In Calm and in Control, I break down the core components of self-regulation and offer strategies that are simple enough to use in the classroom or at home but powerful enough to make a real difference. The feedback I received from that book was overwhelming: educators told me they finally had language and tools to help children before behavior escalated. Parents shared stories of how their children were able to identify feelings, use calming strategies, and recover from big emotions more easily.

While I was grateful that Calm and in Control made such a positive impact, I realized as I continued to work with children that self-regulation is just one piece of the puzzle. And so, the idea to write a series was born.

Expanding the Conversation: Organized and Engaged 

I continued to encounter children who were bright and capable but had difficulty organizing their materials, following multi-step directions, or shifting from one task to another. I quickly realized that these children weren’t lacking motivation; they were lacking the executive function skills that make learning and daily life manageable. Executive function includes skills like planning, working memory, attentional flexibility, and inhibitory control. These are the mental skills that allow us to stay organized, control impulses, and get things done. As with self-regulation, these skills can and should be taught, not assumed.

I wrote Organized and Engaged to simplify executive function for teachers and caregivers and provide a clear, accessible framework for supporting its development in young children. This book offers hands-on activities, visual tools, and routines that help children become more independent, flexible, and successful in their learning activities, play, and social skills.

After addressing executive function, I decided to move onto another topic that is essential to children’s well-being and success: attention.

Concluding the Conversation: Alert and Attentive

Attention is a foundational skill for learning, playing, and engaging with others. Attention is not just about “sitting still” or “listening quietly.” It’s about the brain’s ability to focus, filter out distractions, and shift between tasks when needed.

Children who struggle with attention are often labeled as lazy, defiant, or disinterested. Many of these children are doing the best they can with the skills they have. That’s why I wrote Alert and Attentive: to provide strategies that move beyond asking children to “pay attention” repeatedly and help them actually learn how to focus.
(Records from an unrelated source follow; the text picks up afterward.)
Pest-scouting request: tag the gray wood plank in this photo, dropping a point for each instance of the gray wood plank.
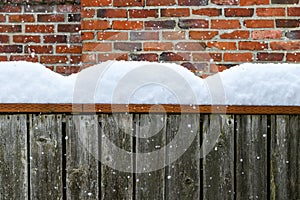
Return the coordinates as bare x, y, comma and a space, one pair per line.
285, 157
82, 157
251, 159
151, 138
218, 165
117, 163
13, 157
183, 175
46, 157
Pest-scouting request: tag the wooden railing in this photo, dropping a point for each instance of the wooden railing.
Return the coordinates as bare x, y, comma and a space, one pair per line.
50, 151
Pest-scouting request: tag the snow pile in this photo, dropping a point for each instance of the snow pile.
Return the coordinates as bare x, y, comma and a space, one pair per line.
151, 83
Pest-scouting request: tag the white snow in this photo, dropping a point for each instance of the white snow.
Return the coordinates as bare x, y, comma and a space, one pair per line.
151, 83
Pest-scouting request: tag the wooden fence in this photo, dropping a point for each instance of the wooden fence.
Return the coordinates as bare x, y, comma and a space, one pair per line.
43, 155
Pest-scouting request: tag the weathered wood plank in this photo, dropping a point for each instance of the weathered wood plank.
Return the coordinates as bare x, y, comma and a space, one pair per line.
251, 159
46, 157
285, 157
218, 164
183, 175
150, 138
13, 157
82, 157
117, 163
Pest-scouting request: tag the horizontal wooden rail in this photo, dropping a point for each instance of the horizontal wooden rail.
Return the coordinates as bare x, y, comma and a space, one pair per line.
145, 108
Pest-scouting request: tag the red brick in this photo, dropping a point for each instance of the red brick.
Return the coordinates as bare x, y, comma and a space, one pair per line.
135, 36
270, 56
151, 57
11, 48
2, 18
225, 24
285, 45
88, 13
160, 2
53, 59
128, 46
27, 58
271, 12
122, 3
69, 8
75, 59
268, 34
97, 46
254, 2
238, 57
67, 28
192, 2
173, 35
10, 9
158, 46
55, 39
294, 11
259, 23
26, 38
95, 25
238, 34
157, 25
207, 12
207, 57
51, 18
193, 23
144, 13
225, 2
68, 49
38, 49
112, 56
248, 45
89, 58
3, 58
111, 13
203, 35
87, 35
97, 3
21, 18
175, 12
171, 56
10, 28
294, 35
112, 36
39, 28
293, 57
239, 12
4, 39
190, 46
222, 45
287, 23
127, 25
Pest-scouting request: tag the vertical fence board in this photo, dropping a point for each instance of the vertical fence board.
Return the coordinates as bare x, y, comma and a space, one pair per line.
115, 183
13, 157
218, 165
251, 157
285, 158
151, 136
82, 157
46, 156
183, 175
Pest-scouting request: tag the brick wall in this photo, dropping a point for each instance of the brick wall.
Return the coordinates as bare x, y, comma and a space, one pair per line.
203, 35
48, 34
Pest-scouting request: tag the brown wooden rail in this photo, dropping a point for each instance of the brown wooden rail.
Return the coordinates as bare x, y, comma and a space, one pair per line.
145, 108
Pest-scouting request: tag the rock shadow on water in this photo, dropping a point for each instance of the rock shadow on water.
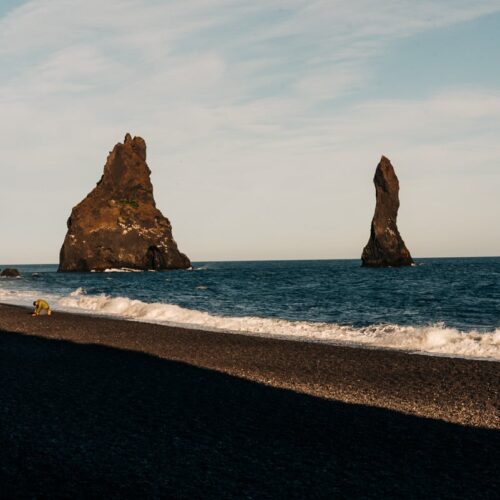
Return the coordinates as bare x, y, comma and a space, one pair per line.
93, 421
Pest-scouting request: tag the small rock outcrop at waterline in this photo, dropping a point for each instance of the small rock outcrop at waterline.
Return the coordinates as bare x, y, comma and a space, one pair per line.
10, 273
117, 225
386, 247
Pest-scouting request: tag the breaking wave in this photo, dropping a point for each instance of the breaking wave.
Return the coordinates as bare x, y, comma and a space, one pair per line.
433, 339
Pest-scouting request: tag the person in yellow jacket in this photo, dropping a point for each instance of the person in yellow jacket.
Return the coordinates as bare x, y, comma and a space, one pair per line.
41, 305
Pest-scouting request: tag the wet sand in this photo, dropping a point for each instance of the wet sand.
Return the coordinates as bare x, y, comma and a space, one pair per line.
109, 408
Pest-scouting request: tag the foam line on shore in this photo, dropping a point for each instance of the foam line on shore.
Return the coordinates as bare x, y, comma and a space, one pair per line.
435, 339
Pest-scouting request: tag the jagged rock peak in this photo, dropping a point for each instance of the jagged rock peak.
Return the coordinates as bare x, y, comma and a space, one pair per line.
385, 247
118, 225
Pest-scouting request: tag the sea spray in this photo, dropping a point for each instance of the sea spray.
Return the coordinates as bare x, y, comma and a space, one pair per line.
433, 339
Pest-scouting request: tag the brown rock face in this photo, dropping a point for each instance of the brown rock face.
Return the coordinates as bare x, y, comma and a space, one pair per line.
386, 247
118, 225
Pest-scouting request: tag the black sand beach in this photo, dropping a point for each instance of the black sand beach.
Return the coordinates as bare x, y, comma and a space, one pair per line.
107, 408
Drawing on principles of sensory processing, emotional regulation, and development, Alert and Attentive offers strategies, environmental supports, and ideas that will help children better sustain their attention as they learn, play, and socialize.

Putting It All Together

The central idea of all three books is one that has also guided my work for the past two decades: self-regulation, executive function, and attention are skills, not traits. When we shift our mindset to view these abilities in the same way we view other developmental skills such as walking and talking, it changes how we respond to children. Instead of asking “Why won’t he listen?” we begin to ask “What support does he need to build that skill?” Instead of labeling a child as “difficult,” we start to see them as a learner who needs guidance and practice.

This shift is especially powerful in early learning environments because these are the critical years when children lay the foundation for how they learn, relate, and manage challenges. The earlier we support these skills, the better prepared children will be—not just for school, but for life.

After more than 25 years of working directly with children, families, and educators, I’ve come to believe that we don’t need to wait until a child is struggling to start building these essential skills. Prevention and proactive support are possible, and they’re more effective than trying to correct problems after the fact. Through Calm and in Control, Organized and Engaged, and Alert and Attentive, my hope is to empower those who care for young children with playful, practical, and developmentally appropriate tools that they can start using today.